Ternyata Pembantaian Muslim Rohingya Direncanakan Myanmar, Begini Laporannya

Ternyata Pembantaian Muslim Rohingya Direncanakan Myanmar, Begini Laporannya

DHAKA (Jurnalislam.com) – Pihak berwenang Myanmar ternyata membuat “persiapan besar-besaran dan sistematis” untuk menyerang warga sipil Rohingya selama beberapa pekan dan bulan sebelum pejuang Mulim Rohingya menyerang polisi pada Agustus 2017, kata kelompok hak asasi manusia yang berbasis di Bangkok dalam laporan yang dirilis Kamis (19/7/2018).

Laporan Fortify Rights menemukan “alasan yang masuk akal” bahwa kejahatan terhadap warga Muslim Rohingya merupakan genosida dan kejahatan terhadap kemanusiaan berat, dan mengidentifikasi 22 pejabat militer dan polisi Myanmar yang mereka katakan harus diselidiki secara kriminal atas peran mereka dalam kekejaman tersebut.

Laporan itu juga menyerukan kepada Dewan Keamanan PBB untuk segera merujuk situasi di Myanmar ke Mahkamah Pidana Internasional (the International Criminal Court-ICC).

“Genosida tidak terjadi secara spontan,” kata Matthew Smith, CEO di Fortify Rights, lansir Anadolu Agency.

Inilah 3 Ancaman Besar Bagi Pengungsi Muslim Rohingya di Bangladesh

“Impunitas atas kejahatan ini akan membuka jalan bagi lebih banyak pelanggaran dan serangan di masa depan.

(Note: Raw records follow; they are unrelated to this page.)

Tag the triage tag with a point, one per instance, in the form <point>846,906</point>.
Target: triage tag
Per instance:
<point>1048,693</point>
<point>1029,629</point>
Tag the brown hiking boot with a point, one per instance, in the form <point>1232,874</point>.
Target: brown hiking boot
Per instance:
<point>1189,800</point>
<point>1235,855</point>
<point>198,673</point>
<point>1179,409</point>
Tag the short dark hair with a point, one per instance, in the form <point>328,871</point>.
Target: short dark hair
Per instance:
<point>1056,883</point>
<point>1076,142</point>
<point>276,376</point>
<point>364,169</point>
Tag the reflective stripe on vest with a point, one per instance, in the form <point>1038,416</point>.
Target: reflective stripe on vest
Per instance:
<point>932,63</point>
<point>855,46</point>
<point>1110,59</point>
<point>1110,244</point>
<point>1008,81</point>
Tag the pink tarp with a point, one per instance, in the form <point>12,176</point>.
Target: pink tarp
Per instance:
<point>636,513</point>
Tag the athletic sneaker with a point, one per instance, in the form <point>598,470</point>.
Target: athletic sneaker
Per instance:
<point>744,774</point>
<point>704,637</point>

Dunia tidak bisa hanya duduk diam dan menonton genosida terjadinya lain, tetapi sekarang, itulah yang terjadi,” tambahnya.

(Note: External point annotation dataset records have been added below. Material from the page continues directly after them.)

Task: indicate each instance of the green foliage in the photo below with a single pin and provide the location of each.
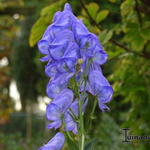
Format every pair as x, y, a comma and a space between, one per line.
102, 15
128, 67
45, 19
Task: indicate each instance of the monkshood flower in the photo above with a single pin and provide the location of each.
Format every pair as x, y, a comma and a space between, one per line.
72, 51
56, 143
57, 108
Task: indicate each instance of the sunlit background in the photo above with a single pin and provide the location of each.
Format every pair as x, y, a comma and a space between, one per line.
123, 28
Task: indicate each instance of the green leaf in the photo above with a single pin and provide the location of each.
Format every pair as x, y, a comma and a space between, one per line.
72, 145
90, 145
92, 9
102, 15
105, 36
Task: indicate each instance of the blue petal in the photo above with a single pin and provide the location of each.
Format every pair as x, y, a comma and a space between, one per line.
45, 58
51, 69
57, 84
100, 86
67, 7
53, 112
43, 46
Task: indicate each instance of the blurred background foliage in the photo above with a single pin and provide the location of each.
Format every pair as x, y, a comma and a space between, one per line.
123, 27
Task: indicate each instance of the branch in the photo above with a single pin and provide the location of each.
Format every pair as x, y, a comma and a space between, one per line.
112, 40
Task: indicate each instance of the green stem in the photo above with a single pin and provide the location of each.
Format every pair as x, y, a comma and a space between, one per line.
92, 113
82, 136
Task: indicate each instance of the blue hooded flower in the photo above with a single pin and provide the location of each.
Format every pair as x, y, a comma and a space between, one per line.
56, 109
57, 84
56, 143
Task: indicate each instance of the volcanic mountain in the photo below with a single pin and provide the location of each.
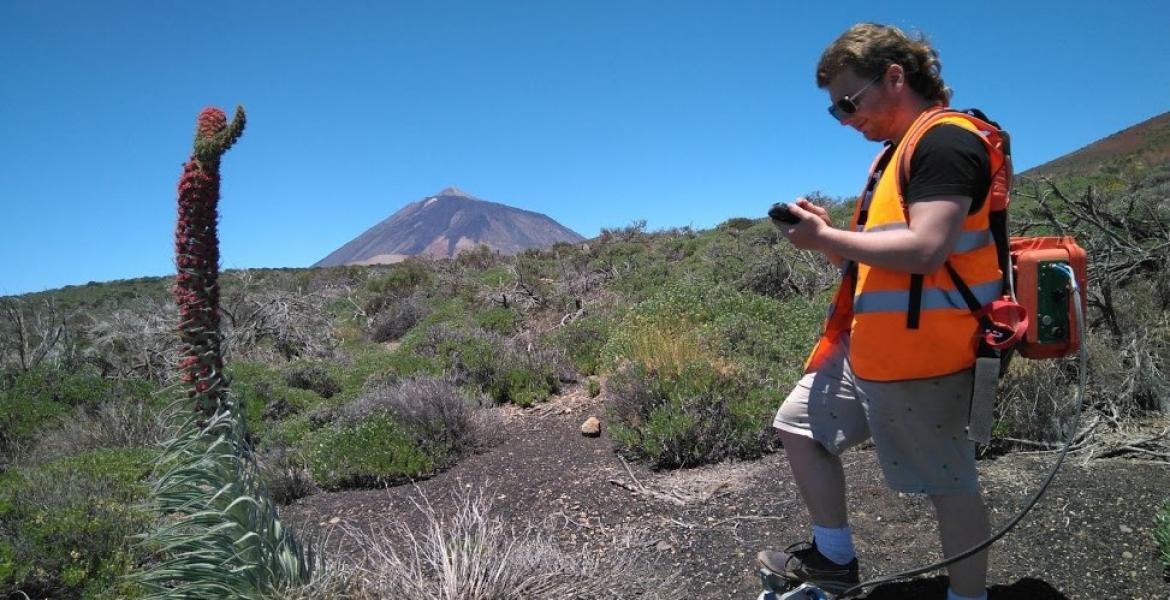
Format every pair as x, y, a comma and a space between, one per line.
447, 223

Laporan itu mengatakan sedikitnya 27 batalion tentara Myanmar, termasuk hingga 11.000 tentara, bersama dengan sedikitnya tiga batalion polisi tempur dengan sekitar 900 personel polisi, terlibat dalam serangan di negara bagian Rakhine utara yang dimulai pada 25 Agustus 2017.

Foto satelit desa yang dibakar militer Myanmar
Foto satelit desa yang dibakar militer Myanmar

“Kejahatan ini tidak terjadi secara spontan atau sebagai peristiwa yang terpisah; mereka membutuhkan sumber daya dan keputusan dari orang-orang dalam posisi berkuasa,” kata laporan itu.

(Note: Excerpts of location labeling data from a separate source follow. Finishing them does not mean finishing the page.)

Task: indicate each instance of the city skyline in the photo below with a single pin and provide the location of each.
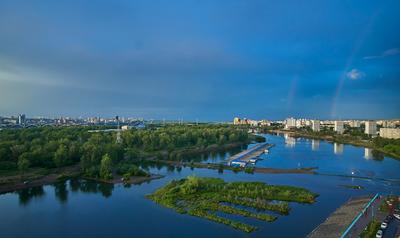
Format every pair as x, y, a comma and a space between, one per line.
205, 60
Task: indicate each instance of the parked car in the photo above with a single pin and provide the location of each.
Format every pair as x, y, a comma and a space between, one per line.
383, 225
379, 234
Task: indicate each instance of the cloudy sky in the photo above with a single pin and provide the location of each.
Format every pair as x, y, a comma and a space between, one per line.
204, 59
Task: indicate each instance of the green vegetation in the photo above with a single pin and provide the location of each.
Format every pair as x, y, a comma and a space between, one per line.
390, 202
204, 197
98, 153
371, 229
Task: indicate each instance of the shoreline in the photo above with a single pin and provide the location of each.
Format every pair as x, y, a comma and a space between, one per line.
54, 177
333, 140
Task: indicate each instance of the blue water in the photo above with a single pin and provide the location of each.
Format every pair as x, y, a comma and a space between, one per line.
86, 209
330, 158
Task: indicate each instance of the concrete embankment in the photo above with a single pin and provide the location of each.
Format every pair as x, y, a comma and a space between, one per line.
336, 224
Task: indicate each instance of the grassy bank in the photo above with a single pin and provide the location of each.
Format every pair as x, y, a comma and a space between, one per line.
370, 231
205, 197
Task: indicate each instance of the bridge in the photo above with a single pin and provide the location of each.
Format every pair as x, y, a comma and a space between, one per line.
249, 155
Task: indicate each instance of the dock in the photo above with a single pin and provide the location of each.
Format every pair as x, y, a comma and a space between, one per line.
249, 156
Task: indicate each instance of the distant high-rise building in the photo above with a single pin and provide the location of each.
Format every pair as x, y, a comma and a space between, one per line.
290, 123
339, 127
367, 153
314, 145
355, 123
338, 148
391, 133
315, 125
370, 128
21, 119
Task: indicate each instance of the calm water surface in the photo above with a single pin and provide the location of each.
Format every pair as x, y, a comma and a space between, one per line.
79, 208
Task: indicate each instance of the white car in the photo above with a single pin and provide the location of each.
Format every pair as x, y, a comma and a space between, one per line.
383, 225
379, 234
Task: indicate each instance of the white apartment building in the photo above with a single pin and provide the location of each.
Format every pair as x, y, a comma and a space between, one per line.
339, 128
370, 128
315, 125
390, 133
290, 123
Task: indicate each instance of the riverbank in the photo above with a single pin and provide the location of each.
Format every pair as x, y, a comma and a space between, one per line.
338, 221
221, 167
132, 180
37, 177
330, 138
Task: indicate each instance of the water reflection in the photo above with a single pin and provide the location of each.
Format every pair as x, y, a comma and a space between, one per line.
26, 195
61, 190
315, 145
338, 148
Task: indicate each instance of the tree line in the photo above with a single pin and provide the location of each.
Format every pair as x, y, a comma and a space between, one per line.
99, 153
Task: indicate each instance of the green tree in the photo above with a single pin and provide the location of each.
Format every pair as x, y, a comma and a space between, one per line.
61, 156
106, 167
23, 163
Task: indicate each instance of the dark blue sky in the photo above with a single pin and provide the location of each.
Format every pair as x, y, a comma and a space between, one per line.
204, 59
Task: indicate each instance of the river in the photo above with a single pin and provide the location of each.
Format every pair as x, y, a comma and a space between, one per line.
79, 208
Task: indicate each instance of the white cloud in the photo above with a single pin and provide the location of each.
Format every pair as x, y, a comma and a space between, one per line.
386, 53
355, 74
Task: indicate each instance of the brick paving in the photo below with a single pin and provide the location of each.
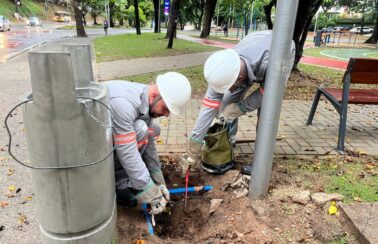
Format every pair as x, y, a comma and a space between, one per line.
294, 137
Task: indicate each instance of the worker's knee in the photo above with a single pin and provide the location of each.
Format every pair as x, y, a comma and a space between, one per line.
141, 130
154, 131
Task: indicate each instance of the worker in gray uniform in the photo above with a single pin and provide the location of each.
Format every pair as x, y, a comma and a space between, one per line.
133, 107
230, 74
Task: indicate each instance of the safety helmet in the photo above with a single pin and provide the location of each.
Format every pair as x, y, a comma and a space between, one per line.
222, 69
175, 90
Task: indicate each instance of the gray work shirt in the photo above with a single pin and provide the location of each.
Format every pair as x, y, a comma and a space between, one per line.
254, 49
129, 103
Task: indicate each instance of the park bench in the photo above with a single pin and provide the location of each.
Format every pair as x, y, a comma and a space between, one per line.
359, 71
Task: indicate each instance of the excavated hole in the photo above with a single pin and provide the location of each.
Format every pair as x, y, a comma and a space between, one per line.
183, 221
180, 221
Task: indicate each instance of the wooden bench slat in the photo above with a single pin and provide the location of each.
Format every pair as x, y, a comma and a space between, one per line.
364, 77
356, 96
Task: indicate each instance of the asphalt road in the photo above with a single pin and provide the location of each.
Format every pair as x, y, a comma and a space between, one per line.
23, 37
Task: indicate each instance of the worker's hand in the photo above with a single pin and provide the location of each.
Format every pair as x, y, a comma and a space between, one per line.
157, 177
232, 111
165, 192
186, 162
154, 196
191, 158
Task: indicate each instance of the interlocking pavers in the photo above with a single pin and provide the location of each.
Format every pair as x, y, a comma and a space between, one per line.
296, 138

Laporan ini didasarkan pada investigasi selama 21 bulan, termasuk 254 wawancara, yang dilakukan oleh Fortify Rights di Myanmar dan Bangladesh.

Kelompok hak asasi juga mewawancarai saksi mata dan korban Rohingya, personil militer dan polisi Myanmar, pejabat militer dan pemerintah Bangladesh, dan anggota serta mantan anggota Arakan Rohingya Salvation Army (ARSA), kata laporan itu.

Mujahidin Myanmar Mulai Lakukan Perlawanan, Aung San Suu Kyi Ajak Damai

Sejak 25 Agustus 2017, sekitar 750.000 Rohingya, sebagian besar anak-anak dan perempuan, telah melarikan diri ke perbatasan Bangladesh setelah pasukan Myanmar memulai tindakan brutal terhadap kaum Muslim minoritas tersebut, menurut Amnesty International.

Sedikitnya 9.000 Rohingya tewas di negara bagian Rakhine Myanmar dari 25 Agustus hingga 24 September 2017, menurut Doctors Without Borders.

Dalam laporan yang diterbitkan Desember lalu, kelompok kemanusiaan global mengatakan kematian 71,7 persen atau 6.700 orang Rohingya disebabkan oleh tindakan brutal tentara Myanmar. Mereka termasuk 730 anak-anak di bawah usia 5 tahun.

Muslim Rohingya, yang digambarkan oleh PBB sebagai kaum Muslim yang paling teraniaya di dunia, telah menghadapi ketakutan yang meningkat sejak ratusan orang terbunuh dalam kekerasan komunal pada tahun 2012.

PBB telah mendokumentasikan perkosaan massal, pembunuhan, mustilasi – termasuk bayi dan anak kecil – pemukulan brutal, pembakaran dan penghilangan yang dilakukan oleh tentara Myanmar. Dalam laporannya, penyelidik PBB mengatakan bahwa pelanggaran tersebut dianggap sebagai kejahatan berat terhadap kemanusiaan.